The cluster design includes the following features:
- It is configured with four queues: one for each Hpc7a instance type.
- Memory-aware Slurm scheduling is enabled.
- General-purpose shared storage is available at
/shared
. - High-performance shared scratch storage (based on Amazon FSx for Lustre) is available at
/fsx
.
- Navigate to the AWS Service Quotas console. Change to either the us-east-2 or eu-west-1 Region, depending on where you want to launch your test cluster.
- Search for hpc7a and make sure your Applied quota value is sufficient to allow instance launches.
- If it is not, choose the Request increase at account-level option and wait for your request to be processed. Then, return to this exercise.
- Ensure you have an Amazon EC2 SSH key created in the Region where you want to launch your cluster.
- Launch the template:
- Follow the instructions in the AWS CloudFormation console. When you configure the queue sizes (i.e.
ComputeInstanceMax12
), choose a value that is consistent with your service quota. - Monitor the status of the AWS CloudFormation stack. When its status reaches
CREATE_COMPLETE
, navigate to its Outputs tab. There is information there you can use to access the new cluster.
Note: This template creates a VPC and subnets associcated with the cluster. If you wish to use your own networking configuration, launch your cluster using the alternative CloudFormation template.
If you want to use SSH to access the cluster, you will need its public IP (from above). Using your local terminal, connect via SSH like so: ssh -i KeyPair.pem ec2-user@HeadNodeIp
where KeyPair.pem
is the path to the EC2 keypair you specified when launcing the cluster and HeadNodeIp
is the IP address from above. If you chose one of the Ubuntu operating systems for your cluster, the login name may be ubuntu
rather than ec2-user
.
You can also use AWS Systems Manager to access the cluster. You can follow the link found in Outputs > SystemManagerUrl. Or, you can navigate to the Instances panel in the Amazon EC2 Console. Find the instance named HeadNode - this is your cluster's access node. Select that instance, then choose Actions followed by Connect. On the Connect to instance page, navigate to Session Manager then choose Connect.
Once you are on the system, you can inspect the queues. You will see one queue for each Hpc7a instance.
% sinfo
PARTITION AVAIL TIMELIMIT NODES STATE NODELIST
q96x* up infinite 64 idle~ q96x-dy-nodes-[1-32]

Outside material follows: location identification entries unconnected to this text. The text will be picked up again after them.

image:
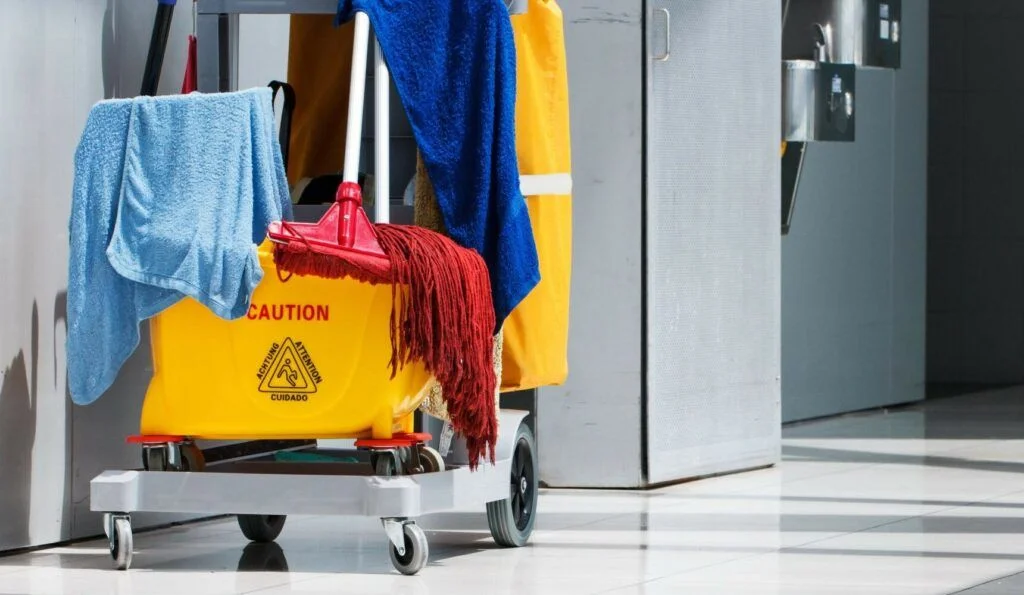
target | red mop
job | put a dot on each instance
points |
(446, 316)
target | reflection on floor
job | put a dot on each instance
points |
(922, 501)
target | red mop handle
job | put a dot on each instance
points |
(349, 199)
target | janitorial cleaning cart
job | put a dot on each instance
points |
(307, 363)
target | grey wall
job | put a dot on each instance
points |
(854, 262)
(976, 215)
(64, 55)
(589, 428)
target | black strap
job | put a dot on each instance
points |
(286, 116)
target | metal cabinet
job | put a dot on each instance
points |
(712, 237)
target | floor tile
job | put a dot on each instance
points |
(927, 500)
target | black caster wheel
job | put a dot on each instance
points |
(511, 520)
(417, 550)
(261, 528)
(122, 545)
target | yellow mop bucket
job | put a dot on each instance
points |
(310, 359)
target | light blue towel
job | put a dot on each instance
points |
(171, 197)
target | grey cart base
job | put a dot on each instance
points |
(263, 492)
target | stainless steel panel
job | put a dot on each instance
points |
(713, 238)
(818, 101)
(865, 33)
(589, 429)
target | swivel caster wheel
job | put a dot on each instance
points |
(431, 460)
(511, 520)
(261, 528)
(415, 553)
(122, 545)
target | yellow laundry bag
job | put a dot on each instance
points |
(536, 347)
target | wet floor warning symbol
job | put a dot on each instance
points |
(288, 369)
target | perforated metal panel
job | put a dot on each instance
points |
(713, 237)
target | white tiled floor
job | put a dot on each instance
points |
(925, 501)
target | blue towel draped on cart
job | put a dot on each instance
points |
(454, 66)
(171, 197)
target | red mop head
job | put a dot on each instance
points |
(341, 244)
(445, 321)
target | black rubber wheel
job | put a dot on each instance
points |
(417, 551)
(511, 520)
(431, 460)
(260, 527)
(122, 544)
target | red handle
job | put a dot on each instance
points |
(349, 199)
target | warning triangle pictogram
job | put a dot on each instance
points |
(288, 373)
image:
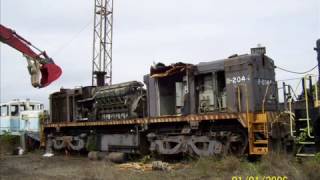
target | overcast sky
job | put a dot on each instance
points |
(147, 31)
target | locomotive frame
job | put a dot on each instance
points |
(211, 108)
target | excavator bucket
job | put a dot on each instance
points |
(49, 73)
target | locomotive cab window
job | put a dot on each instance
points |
(211, 92)
(171, 94)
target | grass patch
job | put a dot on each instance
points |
(8, 143)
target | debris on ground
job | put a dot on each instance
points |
(159, 165)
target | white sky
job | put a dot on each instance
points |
(147, 31)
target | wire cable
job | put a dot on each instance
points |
(295, 72)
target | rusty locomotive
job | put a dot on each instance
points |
(216, 107)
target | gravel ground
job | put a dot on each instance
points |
(34, 166)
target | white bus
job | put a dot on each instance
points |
(20, 116)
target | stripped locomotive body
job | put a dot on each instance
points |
(210, 108)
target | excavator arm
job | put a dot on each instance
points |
(41, 67)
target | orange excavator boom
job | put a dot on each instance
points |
(41, 67)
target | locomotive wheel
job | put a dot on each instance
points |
(237, 142)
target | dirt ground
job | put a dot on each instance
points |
(34, 166)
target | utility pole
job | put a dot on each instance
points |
(317, 48)
(102, 43)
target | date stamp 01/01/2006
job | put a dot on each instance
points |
(259, 178)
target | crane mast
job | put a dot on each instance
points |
(102, 43)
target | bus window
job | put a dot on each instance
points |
(14, 110)
(22, 108)
(4, 110)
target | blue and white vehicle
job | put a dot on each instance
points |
(20, 116)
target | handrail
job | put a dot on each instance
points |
(290, 116)
(239, 98)
(264, 97)
(307, 106)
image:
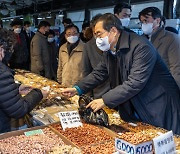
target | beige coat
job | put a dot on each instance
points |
(70, 66)
(40, 62)
(168, 46)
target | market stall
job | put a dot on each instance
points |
(86, 138)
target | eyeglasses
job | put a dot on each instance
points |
(73, 34)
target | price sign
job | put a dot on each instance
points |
(127, 148)
(69, 119)
(164, 144)
(34, 132)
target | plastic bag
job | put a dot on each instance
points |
(100, 117)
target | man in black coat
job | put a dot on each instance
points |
(91, 57)
(28, 36)
(19, 58)
(137, 73)
(12, 104)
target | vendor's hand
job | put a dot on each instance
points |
(24, 89)
(69, 92)
(96, 104)
(45, 93)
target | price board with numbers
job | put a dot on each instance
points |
(70, 119)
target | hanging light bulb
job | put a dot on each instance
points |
(4, 9)
(61, 15)
(39, 17)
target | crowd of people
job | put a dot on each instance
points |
(137, 75)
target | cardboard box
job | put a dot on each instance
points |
(21, 132)
(127, 148)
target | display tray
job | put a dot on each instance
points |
(21, 132)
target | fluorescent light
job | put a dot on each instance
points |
(39, 18)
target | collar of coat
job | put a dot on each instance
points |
(160, 33)
(124, 41)
(40, 34)
(79, 47)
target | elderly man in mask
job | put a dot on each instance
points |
(70, 57)
(137, 73)
(12, 104)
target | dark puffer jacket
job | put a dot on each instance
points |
(12, 104)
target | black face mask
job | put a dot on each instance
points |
(46, 33)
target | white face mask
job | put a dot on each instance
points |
(72, 39)
(103, 43)
(147, 28)
(17, 30)
(50, 39)
(125, 22)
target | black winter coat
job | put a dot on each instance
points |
(146, 82)
(19, 58)
(91, 57)
(12, 104)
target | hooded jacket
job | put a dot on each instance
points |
(12, 104)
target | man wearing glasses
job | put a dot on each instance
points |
(166, 43)
(137, 73)
(70, 57)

q12x up infinite 64 idle~ q12x-dy-nodes-[1-32]
q24x up infinite 64 idle~ q24x-dy-nodes-[1-32]
q48x up infinite 64 idle~ q48x-dy-nodes-[1-32]
You can use the /shared
directory for common software and data files, while the /fsx
directory is well-suited for running jobs.

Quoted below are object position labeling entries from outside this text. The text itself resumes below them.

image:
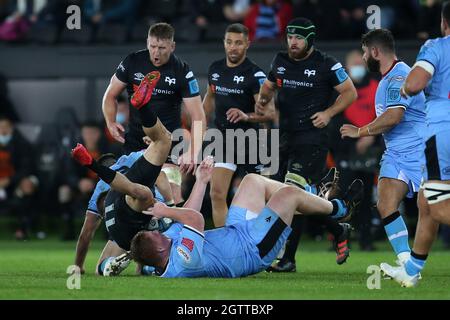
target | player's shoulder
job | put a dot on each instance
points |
(326, 59)
(139, 55)
(177, 63)
(218, 65)
(398, 73)
(437, 42)
(281, 56)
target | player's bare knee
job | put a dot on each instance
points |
(218, 193)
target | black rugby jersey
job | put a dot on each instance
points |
(304, 87)
(177, 81)
(234, 88)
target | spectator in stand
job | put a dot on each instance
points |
(18, 182)
(429, 13)
(267, 19)
(358, 159)
(236, 10)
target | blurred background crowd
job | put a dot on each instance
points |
(121, 21)
(42, 190)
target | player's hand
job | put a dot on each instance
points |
(187, 163)
(235, 115)
(204, 170)
(147, 140)
(350, 131)
(156, 211)
(320, 119)
(260, 108)
(363, 144)
(117, 131)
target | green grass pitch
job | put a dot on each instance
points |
(37, 270)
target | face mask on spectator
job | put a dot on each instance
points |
(357, 72)
(121, 117)
(5, 139)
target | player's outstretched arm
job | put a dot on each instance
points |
(266, 93)
(203, 176)
(416, 81)
(109, 108)
(186, 216)
(383, 123)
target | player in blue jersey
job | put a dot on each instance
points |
(256, 228)
(402, 123)
(93, 218)
(432, 73)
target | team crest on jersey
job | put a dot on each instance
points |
(238, 79)
(215, 76)
(310, 72)
(188, 243)
(279, 83)
(170, 80)
(183, 254)
(393, 95)
(138, 76)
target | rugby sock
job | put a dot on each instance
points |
(147, 270)
(397, 233)
(339, 209)
(102, 265)
(294, 238)
(415, 263)
(331, 225)
(311, 189)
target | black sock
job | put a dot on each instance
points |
(294, 238)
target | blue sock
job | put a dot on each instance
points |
(415, 263)
(147, 270)
(397, 232)
(339, 209)
(101, 266)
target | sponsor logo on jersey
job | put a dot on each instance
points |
(281, 70)
(138, 76)
(215, 76)
(193, 86)
(260, 74)
(336, 66)
(188, 243)
(121, 67)
(183, 254)
(226, 91)
(310, 72)
(238, 79)
(162, 91)
(170, 80)
(295, 84)
(341, 75)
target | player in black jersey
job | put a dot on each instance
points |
(305, 79)
(233, 86)
(177, 84)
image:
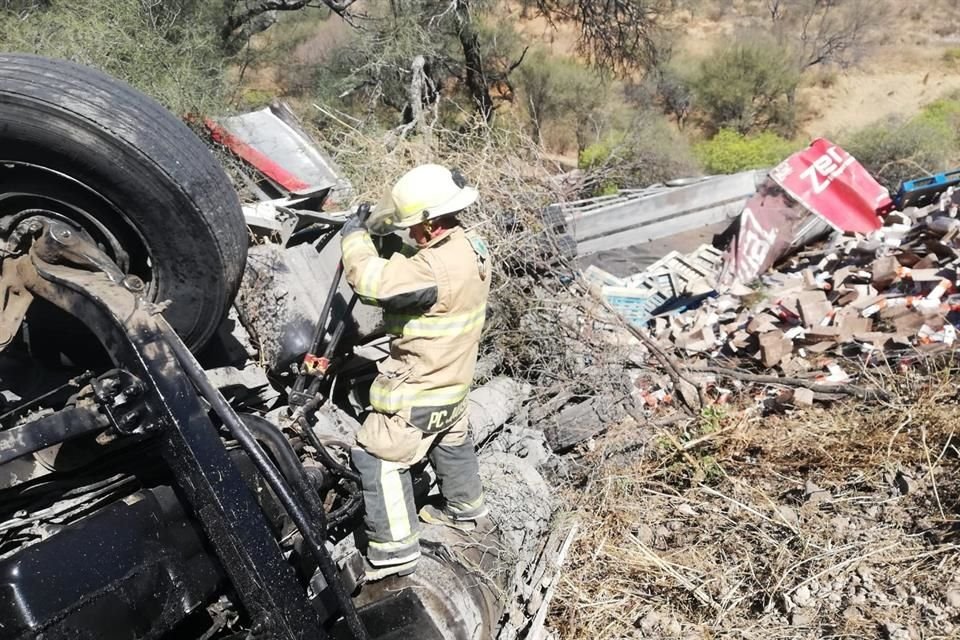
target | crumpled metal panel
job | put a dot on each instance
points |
(273, 142)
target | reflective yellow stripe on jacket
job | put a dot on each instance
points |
(449, 326)
(385, 400)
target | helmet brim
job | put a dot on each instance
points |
(383, 217)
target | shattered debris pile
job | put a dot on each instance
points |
(889, 294)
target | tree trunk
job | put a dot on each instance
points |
(476, 80)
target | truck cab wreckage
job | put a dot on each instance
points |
(136, 499)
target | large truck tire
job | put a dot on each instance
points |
(97, 152)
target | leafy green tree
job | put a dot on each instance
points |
(894, 150)
(730, 151)
(747, 88)
(561, 89)
(647, 152)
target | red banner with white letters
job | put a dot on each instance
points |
(832, 184)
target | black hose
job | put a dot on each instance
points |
(289, 465)
(313, 540)
(269, 436)
(299, 478)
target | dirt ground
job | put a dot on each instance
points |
(841, 521)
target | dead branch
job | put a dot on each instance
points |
(862, 393)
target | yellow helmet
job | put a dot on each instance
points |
(424, 193)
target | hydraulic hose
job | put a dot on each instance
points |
(313, 539)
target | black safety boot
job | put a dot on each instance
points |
(463, 520)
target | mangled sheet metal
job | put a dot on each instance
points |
(273, 142)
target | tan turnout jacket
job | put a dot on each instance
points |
(434, 302)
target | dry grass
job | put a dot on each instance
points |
(837, 523)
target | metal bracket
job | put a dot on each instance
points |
(120, 395)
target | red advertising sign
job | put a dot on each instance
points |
(832, 184)
(769, 224)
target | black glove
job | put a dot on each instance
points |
(353, 224)
(356, 222)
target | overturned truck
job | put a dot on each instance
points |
(163, 473)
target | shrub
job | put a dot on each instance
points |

When you are done using your cluster, you can delete it and all its associated resources by navigating to the AWS CloudFormation console and deleting the relevant stack. Note that data on the /shared
and /fsx
volumes will be deleted. If you want to keep it, find the relevant Elastic Block Store and FSx for Lustre volumes in the AWS console and back them up.